Ten of the world's most active volcanos have a realistic chance of erupting over the next 100 years, potentially putting the lives of more than 1 million people at risk. The volcanoes were compiled into a list - with help from the University of Manchester - which aims to show the serious threat they pose to regional and world stability should they erupt.
Explaining the motivation to highlight the dangers posed by these volcanoes from all over the world, University of Manchester professor, Albert Zijlstra said: "There are parts of the world where monitoring of volcanoes is very poor, and many of these poorly watched volcanoes are close to populated areas.
"The last time such a list was made was 25 years ago and that list mainly included volcanoes that are accessible to study in developed countries. Our new list looks all over the world, including in less developed countries. We have created this list to try to highlight the need for better monitoring and preparedness in many areas of the world.
"There hasn't been a major eruption for 200 years, since Tambora in 1815 - 'the year without summer', and there has never been a large eruption in a modern, developed country.
"There is a chance of perhaps one in three that there will be such an eruption this century."
Here are the world's 10 most dangerous volcanos:
1. Iwo Jima, Japan
Beneath the Island of Iwo Jima lies an ever-swelling chamber of magma, causing it to rise by one metre every four years. The University of Manchester notes that "it is only a matter of time before the whole island explodes", which could lead to a catastrophic tsunami that could devastate Southern Japan and coastal China, including Shanghai and Hong Kong.

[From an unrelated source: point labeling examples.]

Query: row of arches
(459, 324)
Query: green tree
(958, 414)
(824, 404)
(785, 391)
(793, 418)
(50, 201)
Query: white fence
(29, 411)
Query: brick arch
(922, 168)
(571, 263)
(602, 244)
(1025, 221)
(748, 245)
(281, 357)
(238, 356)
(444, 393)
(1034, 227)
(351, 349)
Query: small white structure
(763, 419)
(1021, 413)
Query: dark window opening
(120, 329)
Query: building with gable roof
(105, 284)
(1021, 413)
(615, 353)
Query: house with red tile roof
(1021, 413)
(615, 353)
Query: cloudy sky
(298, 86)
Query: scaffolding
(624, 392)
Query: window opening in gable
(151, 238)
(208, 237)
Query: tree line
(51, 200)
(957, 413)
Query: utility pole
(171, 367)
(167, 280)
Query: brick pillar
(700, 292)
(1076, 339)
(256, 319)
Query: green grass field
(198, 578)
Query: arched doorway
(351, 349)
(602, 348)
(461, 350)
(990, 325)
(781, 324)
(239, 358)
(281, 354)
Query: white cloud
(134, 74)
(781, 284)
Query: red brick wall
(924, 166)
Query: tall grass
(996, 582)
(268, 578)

2. Chiltepe/Apoyeque, Nicaragua
The volcano lies next to the Nicaraguan capital of Managua, which has a population of more than 2 million people. In this particular case, there is a threat of an underwater eruption, which would cause a large lake tsunami in addition to the eruption itself. The volcano spews every 2,000 years with the last one taking place 2,000 years ago.
3. Campei Flegrei, Italy
Situated near Naples, the volcano poses an even greater threat to the city than Vesuvius. Although it erupts less frequently than Vesuvius, Campei Flegrei has the potential for much larger eruptions.
4. Mount Aso, Japan
The 1,592-metre Mount Aso lies on Japan's main southern island of Kyushu and is one of the most active volcanos in the country. The volcano erupted in September 2015, sending thick black smoke 1.2 miles (2 kilometres) into the air.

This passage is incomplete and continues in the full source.